I can almost smell the bandage now, the hot, clean smell of the burnt linen so different from the scorched smell of his waistcoat. He was so tired, he must have fallen asleep standing up at the stove and I smelled the wool of his vest burning. “Bishop, dearest,” I said, pulling on his coat tails,
for I was such a baby I didn’t know you mustn’t call a bishop ‘dearest’. “Bishop, dearest, wake up or you will burn the dinner,” I said, and he staggered back from the pot and almost lost his balance, and his waistcoat was steaming. He was making a sort of porridge, using whatever he could find, oatmeal and flour and hard biscuit all boiled up in water, and then he’d put a lashing of molasses into it from the keg in the corner, and we’d carry it around the Harbour, to the houses where the people were too sick to cook anything.
It was the day he burned his waistcoat that we went out to see the Cadigans. Theirs was the last house on the path out to town, and they’d all been fine when the Bishop came into the Harbour, so he hadn’t worried about them, thinking, I suppose, that they were too far away to be infected. But then he noticed that there was no smoke coming from there two days in a row, so we went round with the food and saved a bit in case they needed it. They were all dead except the baby. Mr. Cadigan was wrapped up in a blanket on the floor by the wall, and the older boy was on a mat near the fireplace, and Mrs. Cadigan was in the bed, covered in sores from the pox. The baby was covered in sores as well, but it was still alive and the smell of the place was enough to choke you. Poor little baby, so sad, only it had managed to get the clothes off its mother and had gnawed at her breasts ‘til she was half eaten.
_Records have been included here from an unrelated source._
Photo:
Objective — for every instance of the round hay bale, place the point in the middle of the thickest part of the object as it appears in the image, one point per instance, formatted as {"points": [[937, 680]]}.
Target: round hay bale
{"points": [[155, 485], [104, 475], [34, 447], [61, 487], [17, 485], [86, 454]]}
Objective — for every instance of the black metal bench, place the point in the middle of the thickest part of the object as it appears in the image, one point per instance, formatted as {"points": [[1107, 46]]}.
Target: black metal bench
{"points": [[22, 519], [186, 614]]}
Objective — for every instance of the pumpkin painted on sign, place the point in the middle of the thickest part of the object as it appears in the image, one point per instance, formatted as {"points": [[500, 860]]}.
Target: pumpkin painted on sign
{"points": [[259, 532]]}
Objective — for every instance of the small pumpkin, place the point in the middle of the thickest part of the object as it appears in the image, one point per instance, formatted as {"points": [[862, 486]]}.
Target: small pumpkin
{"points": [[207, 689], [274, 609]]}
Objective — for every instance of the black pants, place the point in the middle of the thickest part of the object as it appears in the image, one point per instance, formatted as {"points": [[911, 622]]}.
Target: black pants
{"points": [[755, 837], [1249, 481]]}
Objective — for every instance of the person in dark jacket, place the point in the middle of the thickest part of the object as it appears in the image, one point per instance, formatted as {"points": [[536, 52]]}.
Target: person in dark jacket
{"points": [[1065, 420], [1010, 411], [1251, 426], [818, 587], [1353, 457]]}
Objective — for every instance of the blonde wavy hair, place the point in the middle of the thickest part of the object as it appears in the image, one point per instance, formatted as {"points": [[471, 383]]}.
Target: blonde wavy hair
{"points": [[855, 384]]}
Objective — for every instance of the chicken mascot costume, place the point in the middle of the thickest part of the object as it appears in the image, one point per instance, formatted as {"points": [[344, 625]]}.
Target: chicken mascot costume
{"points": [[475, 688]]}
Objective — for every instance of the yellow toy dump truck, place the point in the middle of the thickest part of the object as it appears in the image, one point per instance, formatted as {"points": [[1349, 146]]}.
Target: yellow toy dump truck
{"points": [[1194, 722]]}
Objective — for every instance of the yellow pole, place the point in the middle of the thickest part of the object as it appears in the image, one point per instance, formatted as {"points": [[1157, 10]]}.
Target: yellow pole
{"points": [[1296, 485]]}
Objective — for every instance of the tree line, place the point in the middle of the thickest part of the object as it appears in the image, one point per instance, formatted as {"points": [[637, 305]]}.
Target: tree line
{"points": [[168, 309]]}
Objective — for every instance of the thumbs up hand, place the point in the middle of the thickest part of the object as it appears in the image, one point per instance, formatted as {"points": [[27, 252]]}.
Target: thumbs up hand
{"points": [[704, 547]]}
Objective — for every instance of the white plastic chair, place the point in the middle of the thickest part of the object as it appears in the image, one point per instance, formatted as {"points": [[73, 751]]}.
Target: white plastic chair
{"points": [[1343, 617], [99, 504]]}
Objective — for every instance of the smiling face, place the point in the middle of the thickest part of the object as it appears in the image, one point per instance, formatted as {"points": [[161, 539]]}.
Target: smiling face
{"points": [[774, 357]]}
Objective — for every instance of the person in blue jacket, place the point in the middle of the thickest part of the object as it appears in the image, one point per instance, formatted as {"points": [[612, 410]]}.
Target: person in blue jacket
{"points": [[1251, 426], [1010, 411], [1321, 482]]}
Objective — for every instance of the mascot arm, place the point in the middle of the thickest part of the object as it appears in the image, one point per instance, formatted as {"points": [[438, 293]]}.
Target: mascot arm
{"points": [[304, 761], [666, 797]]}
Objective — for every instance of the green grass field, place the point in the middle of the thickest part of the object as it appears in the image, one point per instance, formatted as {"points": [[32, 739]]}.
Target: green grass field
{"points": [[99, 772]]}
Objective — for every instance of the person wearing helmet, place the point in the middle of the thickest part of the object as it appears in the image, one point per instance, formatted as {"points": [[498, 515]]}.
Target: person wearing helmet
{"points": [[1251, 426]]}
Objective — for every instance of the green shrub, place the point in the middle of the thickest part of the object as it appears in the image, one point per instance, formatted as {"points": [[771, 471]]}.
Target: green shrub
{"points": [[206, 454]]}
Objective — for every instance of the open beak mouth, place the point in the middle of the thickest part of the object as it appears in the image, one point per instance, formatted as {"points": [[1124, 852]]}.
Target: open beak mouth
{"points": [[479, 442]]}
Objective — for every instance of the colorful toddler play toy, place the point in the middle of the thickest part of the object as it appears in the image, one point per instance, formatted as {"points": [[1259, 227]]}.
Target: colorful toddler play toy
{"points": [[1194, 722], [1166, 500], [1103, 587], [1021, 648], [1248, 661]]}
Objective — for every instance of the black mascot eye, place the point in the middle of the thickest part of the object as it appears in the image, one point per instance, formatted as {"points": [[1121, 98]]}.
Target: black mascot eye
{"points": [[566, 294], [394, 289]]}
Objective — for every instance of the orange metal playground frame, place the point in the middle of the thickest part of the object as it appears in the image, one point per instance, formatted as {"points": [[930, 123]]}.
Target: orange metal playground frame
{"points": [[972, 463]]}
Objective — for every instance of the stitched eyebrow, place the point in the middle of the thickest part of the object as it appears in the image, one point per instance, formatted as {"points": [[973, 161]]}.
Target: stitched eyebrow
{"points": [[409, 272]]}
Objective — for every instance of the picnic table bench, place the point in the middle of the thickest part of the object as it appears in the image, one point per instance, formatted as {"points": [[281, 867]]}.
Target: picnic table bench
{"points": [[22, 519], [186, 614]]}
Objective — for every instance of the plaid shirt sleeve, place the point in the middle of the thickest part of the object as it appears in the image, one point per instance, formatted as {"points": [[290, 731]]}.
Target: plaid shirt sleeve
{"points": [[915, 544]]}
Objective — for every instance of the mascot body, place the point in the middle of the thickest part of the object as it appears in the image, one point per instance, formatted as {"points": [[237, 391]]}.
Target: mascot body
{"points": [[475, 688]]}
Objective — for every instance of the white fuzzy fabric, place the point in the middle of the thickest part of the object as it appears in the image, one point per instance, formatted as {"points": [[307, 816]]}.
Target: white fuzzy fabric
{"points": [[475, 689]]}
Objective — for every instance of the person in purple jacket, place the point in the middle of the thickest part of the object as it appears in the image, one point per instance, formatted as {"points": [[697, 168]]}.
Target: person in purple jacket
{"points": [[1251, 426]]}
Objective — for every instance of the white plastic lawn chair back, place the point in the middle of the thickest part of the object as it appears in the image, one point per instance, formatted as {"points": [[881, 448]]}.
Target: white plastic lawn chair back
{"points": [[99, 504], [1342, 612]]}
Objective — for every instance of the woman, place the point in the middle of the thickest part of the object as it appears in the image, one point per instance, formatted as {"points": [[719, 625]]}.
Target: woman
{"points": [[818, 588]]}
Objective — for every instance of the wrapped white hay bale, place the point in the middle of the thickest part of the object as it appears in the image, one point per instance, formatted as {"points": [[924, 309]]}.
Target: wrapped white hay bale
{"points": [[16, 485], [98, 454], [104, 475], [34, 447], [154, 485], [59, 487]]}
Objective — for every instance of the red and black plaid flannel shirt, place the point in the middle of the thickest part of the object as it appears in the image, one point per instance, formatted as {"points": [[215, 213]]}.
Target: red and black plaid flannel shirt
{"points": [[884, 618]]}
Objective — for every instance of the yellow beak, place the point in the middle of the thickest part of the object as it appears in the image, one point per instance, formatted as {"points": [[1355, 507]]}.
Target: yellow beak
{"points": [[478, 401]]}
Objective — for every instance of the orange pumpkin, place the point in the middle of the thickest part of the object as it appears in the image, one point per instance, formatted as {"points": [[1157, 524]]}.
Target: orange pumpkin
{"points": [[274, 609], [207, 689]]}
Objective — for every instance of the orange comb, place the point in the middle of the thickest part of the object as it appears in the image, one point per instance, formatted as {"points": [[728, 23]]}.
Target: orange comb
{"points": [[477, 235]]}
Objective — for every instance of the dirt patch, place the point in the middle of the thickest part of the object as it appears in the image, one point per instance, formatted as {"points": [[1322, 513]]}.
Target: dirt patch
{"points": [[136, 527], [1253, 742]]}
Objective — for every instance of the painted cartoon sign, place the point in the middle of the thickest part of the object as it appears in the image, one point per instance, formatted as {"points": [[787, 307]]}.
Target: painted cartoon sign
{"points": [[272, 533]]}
The Bishop must have forgotten I was there, for he took the Lord’s name in vain, though I’m sure the Lord will have forgiven him considering the circumstances. I must have made a noise, dropped the little bucket I was carrying, perhaps, because he turned around and flung his arms round my head, pulling me tight to his waist so I wouldn’t see, and I could smell the burnt wool of his waistcoat, such a relief after the smell in the room where the baby had done its business all over the bed, and the poor little thing died before we got halfway home with it. We buried it in an empty nail keg. I remember thinking it might have been my baby brother, and I never wanted to mind Richard after that.